In engineering terms, a jounce, or snap, is the fourth derivative of position or, to put it another way, a measurement of how quickly the acceleration of a body in motion changes. (If jerk – the third derivative of position – is what you feel when your car starts to accelerate, jounce is what occurs when it begins to jerk.) Juliana Hodkinson uses ‘jounce’ in the more common sense of a combination of ‘bounce’ and ‘jolt’. The main rhythmic gesture of her piece Jounce (2016) is a col legno battuto, or the ricochet effect produced by bouncing the wood of the bow on a string. Using two bows in contrary motion, Hallén can turn a basic physical phenomenon into a range of colours and effects. And, in a nod to the nested forces at work in the scientific sense of jounce, each bow is fitted with a small cat-collar bell, which jangles to its own rhythm in response to the rhythms of the bouncing bow (which itself bounces according to the movements of the player’s arms and hands).

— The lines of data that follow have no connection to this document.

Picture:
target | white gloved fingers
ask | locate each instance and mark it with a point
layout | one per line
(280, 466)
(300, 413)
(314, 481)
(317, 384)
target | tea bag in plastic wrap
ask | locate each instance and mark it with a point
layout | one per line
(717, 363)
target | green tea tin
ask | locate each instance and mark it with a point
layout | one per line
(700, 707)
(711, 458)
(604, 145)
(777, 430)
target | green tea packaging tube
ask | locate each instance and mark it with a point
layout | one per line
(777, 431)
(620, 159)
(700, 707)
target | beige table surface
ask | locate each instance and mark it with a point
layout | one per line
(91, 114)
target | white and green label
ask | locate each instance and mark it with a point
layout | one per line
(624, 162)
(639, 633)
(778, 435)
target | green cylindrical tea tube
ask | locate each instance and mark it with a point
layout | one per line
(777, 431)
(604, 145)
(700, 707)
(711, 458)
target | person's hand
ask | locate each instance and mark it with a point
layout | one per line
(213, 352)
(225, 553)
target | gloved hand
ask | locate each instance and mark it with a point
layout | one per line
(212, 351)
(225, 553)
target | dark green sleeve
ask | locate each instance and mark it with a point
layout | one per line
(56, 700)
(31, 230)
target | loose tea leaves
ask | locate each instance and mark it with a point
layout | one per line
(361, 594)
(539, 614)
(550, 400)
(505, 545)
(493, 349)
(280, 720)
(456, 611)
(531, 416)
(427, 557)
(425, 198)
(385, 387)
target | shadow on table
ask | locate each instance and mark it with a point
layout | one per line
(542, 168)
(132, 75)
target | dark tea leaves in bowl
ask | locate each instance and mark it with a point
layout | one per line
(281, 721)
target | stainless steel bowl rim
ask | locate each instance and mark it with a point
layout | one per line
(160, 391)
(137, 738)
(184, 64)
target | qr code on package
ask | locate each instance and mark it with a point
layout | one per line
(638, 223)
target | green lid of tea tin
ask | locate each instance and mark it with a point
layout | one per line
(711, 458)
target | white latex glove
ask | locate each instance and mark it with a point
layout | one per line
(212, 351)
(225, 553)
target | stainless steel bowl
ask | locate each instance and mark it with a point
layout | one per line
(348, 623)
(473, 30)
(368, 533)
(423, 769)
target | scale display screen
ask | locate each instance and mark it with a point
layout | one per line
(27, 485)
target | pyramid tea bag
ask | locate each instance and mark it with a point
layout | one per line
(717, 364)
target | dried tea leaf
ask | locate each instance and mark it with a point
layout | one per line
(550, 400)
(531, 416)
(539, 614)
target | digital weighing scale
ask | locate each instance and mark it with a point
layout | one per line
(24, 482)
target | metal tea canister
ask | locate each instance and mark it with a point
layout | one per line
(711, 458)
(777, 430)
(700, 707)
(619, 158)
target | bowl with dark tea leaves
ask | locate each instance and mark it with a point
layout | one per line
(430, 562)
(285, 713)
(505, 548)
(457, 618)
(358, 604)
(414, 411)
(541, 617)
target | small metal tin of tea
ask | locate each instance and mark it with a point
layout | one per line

By focusing calmly and assuredly on just one thing, it is as if the fever breaks, and we are jolted back into reality.
© Tim Rutherford-Johnson, 2026
Tim Rutherford-Johnson is a writer with a focus on new music. He is the author of the widely praised Music after the Fall (University of California Press) and The Music of Liza Lim (Wildbird), and has co-authored Twentieth-Century Music in the West (Cambridge University Press).